When a Gilbane Building Co. employee spotted a gas pipe leak on his construction project, he only had to click a button to instantly alert the entire site. A digital dashboard activated 80-decibel alarms across the jobsite and on each worker's wearable Spot-r clip.
A Gilbane official said the site was quickly cleared and managers were able to double check that all workers were out safely via a dashboard, which tracked the location of everyone based on information transmitted from their clips.
The Providence, Rhode Island-based contractor began using Triax’s Spot-r clip on some jobsites about two years ago. The wearable device uses radio frequency identification (RFID) technology to track employees and subcontractors when they are within range of the system's standalone sensors.
The Spot-r unit automatically goes off if a worker falls, and employees can push it if they — or a nearby co-worker — get hurt or notice a hazardous situation needing immediate attention.
“Our original goal was to provide an alert of a fall, and not from significant heights but even small falls of like 2 feet or so, which could mean someone jumped off a truck or hopped to a lower scaffold,” said Rebecca A. Severson, Gilbane’s vice-president, corporate director of safety. “These small instances can still cause an injury.”
Each clip gets assigned to a specific person, so when there is an emergency, medics know exactly who they are looking for once they reach the approximate location shown on the system dashboard. Severson said someone responds every time a fall alert goes off. A significant fall — 6 or more feet — results in rapid response from a medical team. But even alerts indicating a minor height change prompt a visit from someone on the site.
Severson said this continuous monitoring is changing the culture on the jobsite and bringing up more conversations around safety.
“Within a few seconds of any incident, we are able to check it out and then we can have the conversation about a less-safe behavior like jumping from scaffolding to scaffolding to prevent future instances, which in turn leads to less injuries,” she said.
Beyond safety, managers use the devices to track crews working in certain areas to help plan assignments more efficiently. For example, if managers assign a plumbing crew to the third floor one week, they can see if the plan matched the work getting done. If some plumbers ended up staying in the previous week’s assigned area, managers can investigate why and use the information to plan more efficiently going forward.
The industry's move to wearable technology for safety and efficiency is growing. According to GlobalData, the market for wearable technology was nearly $23 billion in 2018, a number expected to reach an estimated $54 billion in the next three years.

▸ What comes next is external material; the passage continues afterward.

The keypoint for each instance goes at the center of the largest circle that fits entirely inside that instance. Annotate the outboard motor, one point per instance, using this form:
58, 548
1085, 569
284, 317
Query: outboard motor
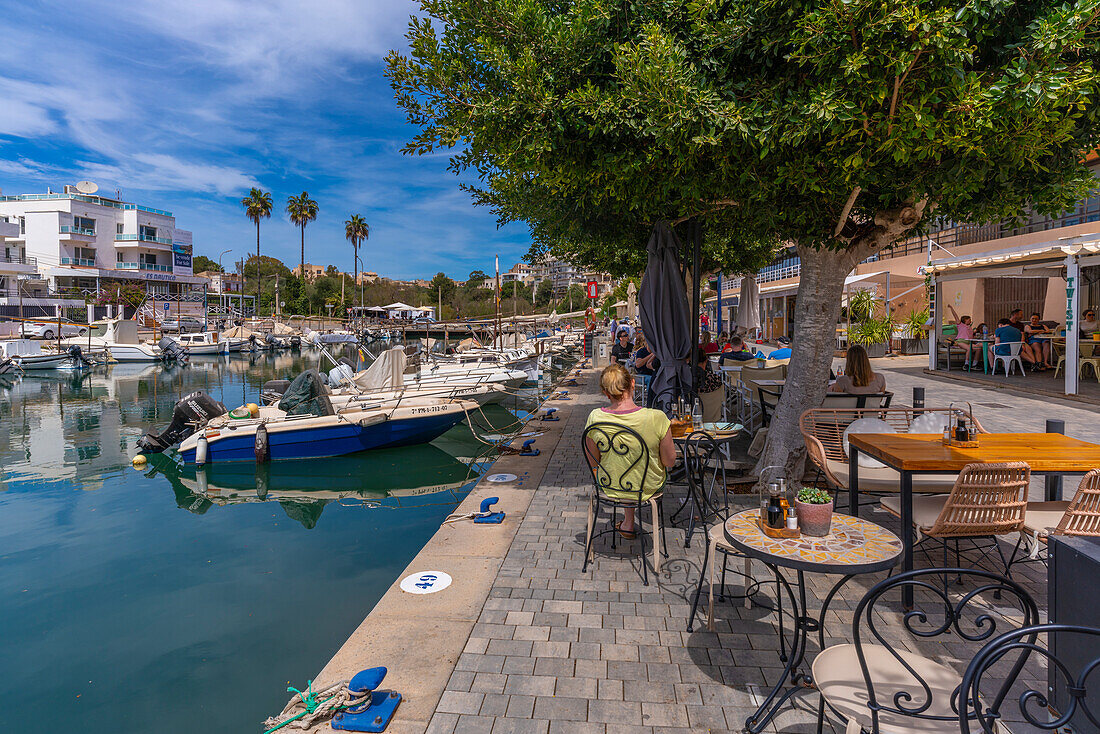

Challenges lead to changes
Incorporating the device on Gilbane jobsites presented plenty of challenges. For instance, the clips often get lost, because they can’t be tracked once taken off site. The biggest hurdle, according to Severson, involves articulating to workers how they work and why they need to wear them.
“We work with supervisors before each job starts to communicate how and why we’re using the clip,” she said. “It’s all about their safety and protection — it’s not Big Brother. And it doesn’t invade their privacy, because nothing gets tracked once they leave the site.”
In the years since Gilbrane rolled out the Spot-r clip, the firm's safety leaders have worked with the manufacturer to expand the device’s use.
“Triax created an advisory committee that reports on challenges and suggests changes,” said Severson. “Each year we give Triax feedback and they improve the clip.”
The building evacuation system was one of the additional protections suggested by Gilbane. Other ideas stemming from the contractor include setting a virtual barrier and a site lockdown feature. Locking down the site keeps the public away from potential harm until approved personnel approved can unlock gates.
The evacuation feature also allows Gilbane to set up exclusion zones. These virtual barriers help ensure that physical barriers around certain hazard zones aren’t ignored. Only certain people wearing an assigned clip can cross the virtual barriers without setting off an alarm.
A more recent feature tested by the contractor allows supervisors to monitor if employees' training and credentials match the machines they operate. Supervisors receive an alert if someone’s clip gets within range of a machine that he or she isn't certified to operate. Sometimes it’s just a matter of updating the system, but the company hopes to avoid a more serious incident by knowing if workers try to operate equipment they aren’t trained to use, Severson said.